Why Home Equity Loans Are Still So Hard To Get
Homeowners looking for a home equity line of credit, which is a revolving line of credit secured by a mortgage, might have a hard time finding them these days. Several large banks suspended the granting of these loans last year due to the pandemic and the resulting economic uncertainty.
But despite a job market recovery, a robust housing market and a record amount of available home equity – $ 7.3 trillion through the end of the fourth quarter of 2020, the highest amount ever registered, according to mortgage data and technology company Black Knight – several banks have not resumed creating Helocs.
Wells Fargo has put the creation of new Helocs on hold after April 2020 and has not determined when it could resume offering the product, according to company spokesperson Tom Goyda. “Throughout the Covid pandemic, Wells Fargo has continued to provide mortgages to customers looking to buy a home or reduce their monthly payments through refinancing,” Goyda said in an email. “As the pandemic unfolded last year, Wells Fargo made a few changes that we believe have best served our customers’ interests in the long term and addressed health and safety concerns, credit and market risks and prudent balance sheet management. “
These changes included the suspension of the Heloc origins. And, while Wells Fargo has since waived most of the underwriting limits it put in place and resumed origination of cash refinances, the Helocs are still on hold, Goyda said.
Wells Fargo has joined JPMorgan Chase & Co., which temporarily suspended applications for new Helocs in April 2020. Chase, who declined to comment, says on his website that due to the economic uncertainty created by Covid, he does not temporarily accept applications for new home – equity lines of credit to protect both the consumer and the bank. The Citibank website contains similar language regarding the suspension of Heloc applications after March 3, 2021, due to “current market conditions”.
But while other lenders have cut back on their Heloc programs, Bank of America Corp.
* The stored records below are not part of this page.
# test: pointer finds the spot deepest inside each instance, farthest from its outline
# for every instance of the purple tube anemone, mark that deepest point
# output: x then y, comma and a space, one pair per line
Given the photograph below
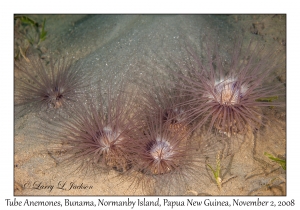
228, 96
96, 135
41, 86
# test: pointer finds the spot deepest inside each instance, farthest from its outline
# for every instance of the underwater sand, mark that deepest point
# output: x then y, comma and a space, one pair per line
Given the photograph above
128, 44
continued to lend, but with stricter credit standards. These standards have since been relaxed.
We were also informed of the lessons of the financial crisis, where equity quickly eroded.
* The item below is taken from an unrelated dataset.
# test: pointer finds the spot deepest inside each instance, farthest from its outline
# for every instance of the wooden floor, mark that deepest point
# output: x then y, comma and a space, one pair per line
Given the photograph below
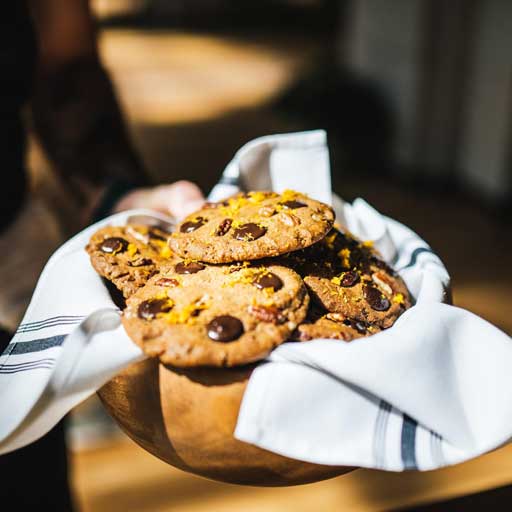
192, 101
“Last April, at the onset of the pandemic, we saw increased unemployment, decreased consumer confidence and concerns about the stability of the housing market, and there was fear of a severe recession and extended, ”said Ann Thompson, Retail Sales Manager, West. , consumer loans for Bank of America. “We were also informed of the lessons of the financial crisis, where equity quickly eroded and some clients defaulted on their debts in second place.”
Since a Heloc is usually a second mortgage on a house, in the event of foreclosure, the holder of a second mortgage is not paid unless there is sufficient equity in the property after the repayment of the first mortgage.
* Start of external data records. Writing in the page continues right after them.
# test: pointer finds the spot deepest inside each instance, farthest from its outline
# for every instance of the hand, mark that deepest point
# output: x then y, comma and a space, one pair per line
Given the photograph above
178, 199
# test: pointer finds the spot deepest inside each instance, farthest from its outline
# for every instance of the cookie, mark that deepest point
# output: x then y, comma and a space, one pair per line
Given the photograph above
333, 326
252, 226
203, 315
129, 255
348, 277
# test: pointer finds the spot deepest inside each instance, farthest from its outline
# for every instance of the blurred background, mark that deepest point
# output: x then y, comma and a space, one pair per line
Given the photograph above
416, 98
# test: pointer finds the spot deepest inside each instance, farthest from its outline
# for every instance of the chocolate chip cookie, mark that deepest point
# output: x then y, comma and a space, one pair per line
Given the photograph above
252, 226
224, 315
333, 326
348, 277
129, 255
Bank of America initially mitigated its risk by enforcing stricter credit standards, increasing applicants’ FICO scores, and lowering the maximum debt ratio. He also stopped lending to borrowers who were not existing bank customers. “We felt comfortable lending to our own clients with the reduced guidelines,” Ms. Thompson said. “As the maximum loan amount and maximum loan amount were also reduced, we felt that the loans to our own customers were responsible.”
In the first quarter of 2021, due to the improved economic outlook and vaccine rollout, the bank began reducing these requirements to pre-pandemic levels, making it easier for borrowers to meet its standards and to qualify for a Heloc.
“There is pent-up demand for Helocs,” Ms. Thompson said. “This is an opportunity for the client that we want within our guidelines.”
Mortgage industry experts are speculating on why banks could have left the Heloc market last year. “There were concerns about the risk, but also operational challenges because some of the big banks saw huge waves of refinancing demand last year,” said Mike Fratantoni, chief economist at Mortgage Bankers. Association. “Some of them have moved staff who previously worked in the home equity industry to work on refinances.”
Mr Fratantoni said there were also capital reserve and liquidity requirements that have encouraged banks to focus on other products, such as cash refinances, and borrowers are turning away from Helocs. “The psychology of homeowners has changed a bit,” he says. “Clients seem a little more hesitant to tap into their home equity. That is why we expect very modest growth for Helocs. “
Industry experts expect the Big Three national banks to start offering Helocs again, but the product will be rolled out with care. “I would expect lenders to slowly start making Helocs, but only where they are already number one,” said Tendayi Kapfidze, chief economist at LendingTree. “Then if someone defaults, the risk of loss is pretty low.”